The education committee and Mental Health and Vulnerable Adults Task Force will coordinate efforts throughout the interim session to help better address mental health issues among Wyoming’s students.

Both committees have received information from Wyoming departments about the mental health services they provide to the state’s K-12 students to begin this year’s interim session.

In response to some of the task force’s work during the previous interim, lawmakers allocated an additional $10 million — beyond the block grant funding model — over the next two years to the Wyoming Department of Education to distribute to school districts across the state. The funds are dispersed based on the number of students in each school district and districts can use funds to hire or contract mental health professionals.

“That is a temporary stopgap,” Legislative Service Office Senior School Finance Analyst Matt Wilmarth said. “It’s about $10 million per year less than what your consultants have recommended.”

With additional funding in tow, school districts can look to fill a gap of 83 counselors or pupil support — which could be a school nurse, social worker or counselor — positions allocated by the K-12 block grant funding model.

“School districts have not hired, in total, the number of positions allocated,” Willmarth said. “In fact, this most recent school year was the highest difference.”

Mental health services are ultimately a collaborative effort between several state departments. Medicaid reimbursement for school-based services, which is managed by Wyoming Department of Health, is currently utilized by one district — Converse County School District #1 — to help pay for counseling, occupational therapy and speech or language pathology.

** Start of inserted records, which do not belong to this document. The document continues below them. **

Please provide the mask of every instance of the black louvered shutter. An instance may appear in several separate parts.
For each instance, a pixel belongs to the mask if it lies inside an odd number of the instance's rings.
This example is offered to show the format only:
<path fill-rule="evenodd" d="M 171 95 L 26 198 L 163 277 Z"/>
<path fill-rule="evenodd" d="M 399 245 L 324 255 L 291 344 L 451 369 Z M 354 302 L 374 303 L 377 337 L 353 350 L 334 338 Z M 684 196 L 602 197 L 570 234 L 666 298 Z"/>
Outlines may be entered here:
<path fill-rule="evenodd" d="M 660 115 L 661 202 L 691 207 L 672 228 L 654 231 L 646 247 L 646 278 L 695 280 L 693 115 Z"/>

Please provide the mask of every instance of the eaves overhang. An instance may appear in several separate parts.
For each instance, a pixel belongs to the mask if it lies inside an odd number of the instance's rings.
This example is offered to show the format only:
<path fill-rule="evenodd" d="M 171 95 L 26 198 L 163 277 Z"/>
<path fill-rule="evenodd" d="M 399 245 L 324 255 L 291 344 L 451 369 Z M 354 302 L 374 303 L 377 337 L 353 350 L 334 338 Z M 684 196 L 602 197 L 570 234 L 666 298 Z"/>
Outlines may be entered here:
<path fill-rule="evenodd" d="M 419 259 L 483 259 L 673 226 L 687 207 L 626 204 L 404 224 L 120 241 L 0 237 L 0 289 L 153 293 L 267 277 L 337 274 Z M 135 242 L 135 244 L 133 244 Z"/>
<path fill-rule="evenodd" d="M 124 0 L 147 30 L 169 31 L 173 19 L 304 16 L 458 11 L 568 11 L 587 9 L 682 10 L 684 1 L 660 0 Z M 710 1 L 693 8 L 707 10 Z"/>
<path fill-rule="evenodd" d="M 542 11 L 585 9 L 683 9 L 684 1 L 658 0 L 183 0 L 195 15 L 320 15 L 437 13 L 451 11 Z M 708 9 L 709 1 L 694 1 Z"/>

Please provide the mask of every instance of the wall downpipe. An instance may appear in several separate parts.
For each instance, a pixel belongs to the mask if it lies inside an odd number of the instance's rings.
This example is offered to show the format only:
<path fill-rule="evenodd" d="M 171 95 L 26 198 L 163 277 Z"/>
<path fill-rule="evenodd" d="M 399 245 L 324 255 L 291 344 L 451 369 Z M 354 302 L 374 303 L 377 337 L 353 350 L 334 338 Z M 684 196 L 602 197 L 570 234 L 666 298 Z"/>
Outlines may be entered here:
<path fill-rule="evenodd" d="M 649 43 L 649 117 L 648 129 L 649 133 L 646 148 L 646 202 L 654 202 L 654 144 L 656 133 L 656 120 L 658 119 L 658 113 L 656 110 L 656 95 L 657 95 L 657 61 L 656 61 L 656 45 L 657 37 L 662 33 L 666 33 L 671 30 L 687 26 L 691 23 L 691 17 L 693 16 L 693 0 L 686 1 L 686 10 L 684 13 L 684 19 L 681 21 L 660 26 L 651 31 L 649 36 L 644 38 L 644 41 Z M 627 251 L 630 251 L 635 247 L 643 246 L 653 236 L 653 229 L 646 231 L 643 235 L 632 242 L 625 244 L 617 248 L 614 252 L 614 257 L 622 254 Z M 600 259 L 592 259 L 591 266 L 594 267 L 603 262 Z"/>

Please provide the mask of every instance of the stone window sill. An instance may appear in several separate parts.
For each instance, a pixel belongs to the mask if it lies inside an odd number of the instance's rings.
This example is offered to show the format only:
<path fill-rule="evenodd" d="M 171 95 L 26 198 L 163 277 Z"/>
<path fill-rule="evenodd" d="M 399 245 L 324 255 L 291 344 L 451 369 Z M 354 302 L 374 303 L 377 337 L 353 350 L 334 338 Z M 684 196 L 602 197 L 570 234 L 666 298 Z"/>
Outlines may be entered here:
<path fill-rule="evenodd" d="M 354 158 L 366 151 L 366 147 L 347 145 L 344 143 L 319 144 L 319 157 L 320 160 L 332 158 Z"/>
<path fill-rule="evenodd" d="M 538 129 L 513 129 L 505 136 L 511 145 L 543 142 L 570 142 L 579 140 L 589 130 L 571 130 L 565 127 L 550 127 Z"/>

“If more districts were to voluntarily participate, there’s a potential for increased funding,” Wyoming Medicaid Benefits Management Administrator Sara Rogers said.

Sen. Chris Rothfuss, D-Laramie, requested a bill be drafted to require some of Wyoming’s largest school districts to participate in a pilot program to implement a broader Medicaid reimbursement program for school-based services. By targeting larger districts, Rothfuss said, lawmakers can ensure they have the proper staffing to work on implementing the program.

“We’ll learn a lot from that,” Rothfuss said. “...You fix the problems, smooth it out with the larger districts that are capable of doing it, then we drop down to those districts with over 1,000 students, and then… some future legislature, maybe long after we’re gone, has all districts do it.”

For the 2023-24 school year, Sheridan County School District #2 had the sixth-highest enrollment in the state, with 3,484 students. The district would likely be required to participate in the pilot program if it were signed into law.

Sheridan County School District #1 had the 21st highest enrollment in the state, with 1,153 students and would likely be part of a future wave of schools participating in the Medicaid reimbursement requirements. Sheridan County School District #3, meanwhile, had the second lowest enrollment in the state, with 81 students.

This story was published on June 15, 2024.